Perhaps it is time to inflect - or at least supplement - the flow of policymaking, so that we view it less as a form of social truth handed down from above, which merely has to be propelled downwards to reach everyone. Better might be to experiment with tools and implements that, deployed at the local level, show for instance how thin accountability subverts fine policy. So the use of Right To Information legislation to yield documents that can show discrepancies between what was supposed to have been done by public officials and what actually was done helps to make people aware of the 'last mile' barrier - and such tools need to be spread more widely.

Here, experimentation is also needed, especially in a society where most cannot read or write.
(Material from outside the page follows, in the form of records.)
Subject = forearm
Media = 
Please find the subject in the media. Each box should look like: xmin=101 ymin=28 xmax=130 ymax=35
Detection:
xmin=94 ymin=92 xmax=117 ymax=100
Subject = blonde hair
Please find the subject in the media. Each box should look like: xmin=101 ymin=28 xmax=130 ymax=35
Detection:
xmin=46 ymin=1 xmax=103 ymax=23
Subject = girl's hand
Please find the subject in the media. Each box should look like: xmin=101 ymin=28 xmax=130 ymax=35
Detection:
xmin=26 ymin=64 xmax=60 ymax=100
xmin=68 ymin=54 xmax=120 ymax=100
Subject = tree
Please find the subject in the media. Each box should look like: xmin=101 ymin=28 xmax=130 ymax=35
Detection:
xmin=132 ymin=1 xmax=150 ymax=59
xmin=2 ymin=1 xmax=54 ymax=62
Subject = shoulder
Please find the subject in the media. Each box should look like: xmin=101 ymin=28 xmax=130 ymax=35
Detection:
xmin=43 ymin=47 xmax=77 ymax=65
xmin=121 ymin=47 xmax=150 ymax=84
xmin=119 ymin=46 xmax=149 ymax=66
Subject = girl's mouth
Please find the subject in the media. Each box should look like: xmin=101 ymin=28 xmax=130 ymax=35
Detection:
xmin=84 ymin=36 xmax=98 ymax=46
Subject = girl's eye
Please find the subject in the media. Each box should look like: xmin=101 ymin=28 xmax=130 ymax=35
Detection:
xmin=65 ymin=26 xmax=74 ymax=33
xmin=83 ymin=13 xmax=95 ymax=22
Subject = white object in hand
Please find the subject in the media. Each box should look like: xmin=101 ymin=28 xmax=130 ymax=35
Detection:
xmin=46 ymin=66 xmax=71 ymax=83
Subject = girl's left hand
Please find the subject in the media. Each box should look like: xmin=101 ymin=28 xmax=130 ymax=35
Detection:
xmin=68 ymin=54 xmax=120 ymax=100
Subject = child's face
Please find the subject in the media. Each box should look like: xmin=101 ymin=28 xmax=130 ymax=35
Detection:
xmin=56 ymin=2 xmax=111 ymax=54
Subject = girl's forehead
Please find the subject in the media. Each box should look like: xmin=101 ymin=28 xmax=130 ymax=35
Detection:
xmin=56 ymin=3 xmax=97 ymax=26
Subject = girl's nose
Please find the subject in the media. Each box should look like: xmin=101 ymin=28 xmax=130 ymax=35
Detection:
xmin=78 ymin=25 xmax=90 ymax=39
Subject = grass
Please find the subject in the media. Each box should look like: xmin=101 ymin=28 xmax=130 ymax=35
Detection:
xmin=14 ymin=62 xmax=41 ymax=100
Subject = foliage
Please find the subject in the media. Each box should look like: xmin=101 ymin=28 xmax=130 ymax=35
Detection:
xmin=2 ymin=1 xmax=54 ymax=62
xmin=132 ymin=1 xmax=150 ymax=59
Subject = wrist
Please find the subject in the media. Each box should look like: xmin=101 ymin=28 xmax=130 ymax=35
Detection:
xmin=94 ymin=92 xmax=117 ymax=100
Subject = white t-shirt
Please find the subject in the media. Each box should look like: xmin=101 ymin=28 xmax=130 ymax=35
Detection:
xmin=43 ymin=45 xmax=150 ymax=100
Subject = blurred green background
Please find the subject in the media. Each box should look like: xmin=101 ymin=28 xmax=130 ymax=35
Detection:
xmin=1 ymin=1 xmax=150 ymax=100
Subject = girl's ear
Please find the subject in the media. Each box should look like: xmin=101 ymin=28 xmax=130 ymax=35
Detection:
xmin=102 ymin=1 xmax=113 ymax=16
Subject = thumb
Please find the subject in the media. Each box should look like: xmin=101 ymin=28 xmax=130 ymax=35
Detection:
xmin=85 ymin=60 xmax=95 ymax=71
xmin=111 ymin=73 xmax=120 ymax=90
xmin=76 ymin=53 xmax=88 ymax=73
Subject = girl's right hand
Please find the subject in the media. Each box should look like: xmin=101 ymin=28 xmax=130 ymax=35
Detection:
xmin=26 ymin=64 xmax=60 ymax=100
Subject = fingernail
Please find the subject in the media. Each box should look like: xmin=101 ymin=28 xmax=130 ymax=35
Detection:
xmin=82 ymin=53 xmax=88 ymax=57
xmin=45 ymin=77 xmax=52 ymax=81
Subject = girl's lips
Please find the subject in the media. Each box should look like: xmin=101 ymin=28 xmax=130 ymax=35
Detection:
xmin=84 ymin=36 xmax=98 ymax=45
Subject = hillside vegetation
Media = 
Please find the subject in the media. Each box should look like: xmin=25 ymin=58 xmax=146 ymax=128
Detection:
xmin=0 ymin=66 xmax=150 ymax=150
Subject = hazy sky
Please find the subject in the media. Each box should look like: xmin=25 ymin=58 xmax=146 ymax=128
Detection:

So, for instance, the use of documentary methods like participatory videos, where local people are given access to cheap video cameras in order to film interactions with officials, or between teachers and schoolchildren, can be a powerful tool in creating documents that reveal to people themselves why that 'last mile' is not closed up.

As one starts to look closer, one sees a range of obstructions and sources of disconnect which systematically keep citizens beyond the 'last mile'. Closing that gap in turn needs a range of micro-policies: to deal with corruption, impunity, abuse of power. It needs a culture of record and documentation by citizens as a critical defence against power.